US v. Qazah: Kamal Qazah and his uncle, Nasser Alquza, received charges for conspiracy to receive and transport stolen cigarettes, conspiracy to commit money laundering, and money laundering. Qazah received an additional charge for receiving cigarettes purportedly stolen in interstate commerce. After a jury convicted Qazah and Alquza of these charges, Alquza appealed the district court’s denial of his pre-trial motion to suppress evidence recovered during a search of his home; Qazah appealed the denial of his pre-trial motion to sever. Both defendants appealed their sentences, specifically the district court’s calculation of the loss amount for which they were held responsible, by relying upon the retail as opposed to wholesale value of the purportedly stolen cigarettes. The Fourth Circuit upheld the convictions, but vacated the defendants’ sentences for further evidence gathering on the loss calculation.
In its calculation of loss analysis, the Fourth Circuit examined the district court’s basis for its use of the retail value of the stolen cigarettes in determining the defendants’ sentences. The district court believed that it was obliged to apply the “greatest intended loss” as between the wholesale and retail value of the cigarettes, regardless of whether the value in fact represented a loss. The retail value of the cigarettes here was $3k per case, and the wholesale value was $2,126 per case.

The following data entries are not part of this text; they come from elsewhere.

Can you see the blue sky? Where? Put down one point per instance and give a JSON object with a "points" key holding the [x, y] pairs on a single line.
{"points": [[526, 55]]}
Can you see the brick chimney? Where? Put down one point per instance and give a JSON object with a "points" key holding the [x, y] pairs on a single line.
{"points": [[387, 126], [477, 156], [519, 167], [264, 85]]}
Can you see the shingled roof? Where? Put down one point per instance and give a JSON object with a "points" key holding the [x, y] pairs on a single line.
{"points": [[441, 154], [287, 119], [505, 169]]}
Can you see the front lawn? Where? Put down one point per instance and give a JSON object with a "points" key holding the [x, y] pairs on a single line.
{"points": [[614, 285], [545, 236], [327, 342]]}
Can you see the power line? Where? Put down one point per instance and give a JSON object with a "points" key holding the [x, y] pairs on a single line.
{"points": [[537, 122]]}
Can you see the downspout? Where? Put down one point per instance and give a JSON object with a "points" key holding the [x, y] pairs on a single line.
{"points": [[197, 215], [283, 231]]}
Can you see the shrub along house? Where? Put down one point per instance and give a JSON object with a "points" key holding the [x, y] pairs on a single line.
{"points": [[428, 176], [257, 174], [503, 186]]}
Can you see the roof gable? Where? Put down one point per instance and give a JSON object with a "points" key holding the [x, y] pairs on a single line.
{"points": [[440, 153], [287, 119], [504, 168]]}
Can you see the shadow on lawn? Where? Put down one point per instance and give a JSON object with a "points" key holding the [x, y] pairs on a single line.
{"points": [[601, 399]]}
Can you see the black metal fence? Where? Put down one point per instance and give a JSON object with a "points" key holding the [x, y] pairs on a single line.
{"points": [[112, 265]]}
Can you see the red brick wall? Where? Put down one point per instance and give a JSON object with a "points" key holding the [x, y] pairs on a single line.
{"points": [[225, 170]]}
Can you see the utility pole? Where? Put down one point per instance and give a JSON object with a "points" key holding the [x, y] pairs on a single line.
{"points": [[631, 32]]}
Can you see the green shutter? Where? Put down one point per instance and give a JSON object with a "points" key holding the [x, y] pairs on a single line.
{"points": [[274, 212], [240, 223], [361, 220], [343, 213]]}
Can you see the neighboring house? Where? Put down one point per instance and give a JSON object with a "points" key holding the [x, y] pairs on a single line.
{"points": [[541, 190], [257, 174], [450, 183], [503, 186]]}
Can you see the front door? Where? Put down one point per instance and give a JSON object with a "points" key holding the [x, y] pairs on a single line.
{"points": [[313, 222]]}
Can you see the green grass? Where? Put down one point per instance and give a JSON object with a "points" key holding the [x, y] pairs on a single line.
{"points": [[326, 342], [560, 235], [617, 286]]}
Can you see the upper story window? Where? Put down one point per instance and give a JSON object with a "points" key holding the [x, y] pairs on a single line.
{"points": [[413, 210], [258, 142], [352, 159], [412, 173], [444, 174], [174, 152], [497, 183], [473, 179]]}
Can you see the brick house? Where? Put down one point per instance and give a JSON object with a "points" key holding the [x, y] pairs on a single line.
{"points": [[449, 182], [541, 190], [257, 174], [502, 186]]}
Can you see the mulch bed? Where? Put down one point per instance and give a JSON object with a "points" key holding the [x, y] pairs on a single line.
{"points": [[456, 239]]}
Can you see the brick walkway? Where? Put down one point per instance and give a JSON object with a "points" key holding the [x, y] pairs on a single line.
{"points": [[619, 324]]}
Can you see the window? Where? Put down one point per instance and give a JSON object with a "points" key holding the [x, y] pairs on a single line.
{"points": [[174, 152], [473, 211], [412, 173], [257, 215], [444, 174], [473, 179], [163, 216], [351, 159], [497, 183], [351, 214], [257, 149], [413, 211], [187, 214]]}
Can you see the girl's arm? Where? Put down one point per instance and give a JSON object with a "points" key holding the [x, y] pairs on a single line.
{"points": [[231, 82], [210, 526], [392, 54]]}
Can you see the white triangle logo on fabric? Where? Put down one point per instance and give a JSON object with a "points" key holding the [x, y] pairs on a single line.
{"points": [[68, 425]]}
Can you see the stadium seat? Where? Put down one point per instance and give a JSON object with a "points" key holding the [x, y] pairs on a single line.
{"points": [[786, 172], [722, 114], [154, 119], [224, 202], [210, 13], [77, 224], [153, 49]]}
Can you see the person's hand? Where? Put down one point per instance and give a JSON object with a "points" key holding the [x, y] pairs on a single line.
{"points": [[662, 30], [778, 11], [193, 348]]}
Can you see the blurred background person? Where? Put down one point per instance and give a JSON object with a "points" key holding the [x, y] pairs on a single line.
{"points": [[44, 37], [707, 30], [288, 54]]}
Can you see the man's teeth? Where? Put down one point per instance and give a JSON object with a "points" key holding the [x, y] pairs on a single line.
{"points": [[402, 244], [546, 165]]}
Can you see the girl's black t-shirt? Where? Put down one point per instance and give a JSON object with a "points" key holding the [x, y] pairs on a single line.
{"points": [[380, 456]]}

The parties agreed, as did the district court, that the “intended loss” rather than “actual loss” is the relevant measure under the guidelines. The general rule that guides the Fourth Circuit is that loss is determined by measuring the harm to the victim, one of whom was Phillip Morris. The cigarette company’s loss would have been the amount it would have otherwise received for selling the cigarettes, which the record indicated was $2,126 per case (8,000 cases were involved). The Fourth Circuit noted, however, that there may have been other victims here, e.g. the states that did not make money on the taxes on cigarettes lawfully sold, and sales that legitimate retailers may have made. The identities, then, of the intended victims and their losses are questions of fact for the district court to resolve, so the Fourth Circuit vacated and remanded.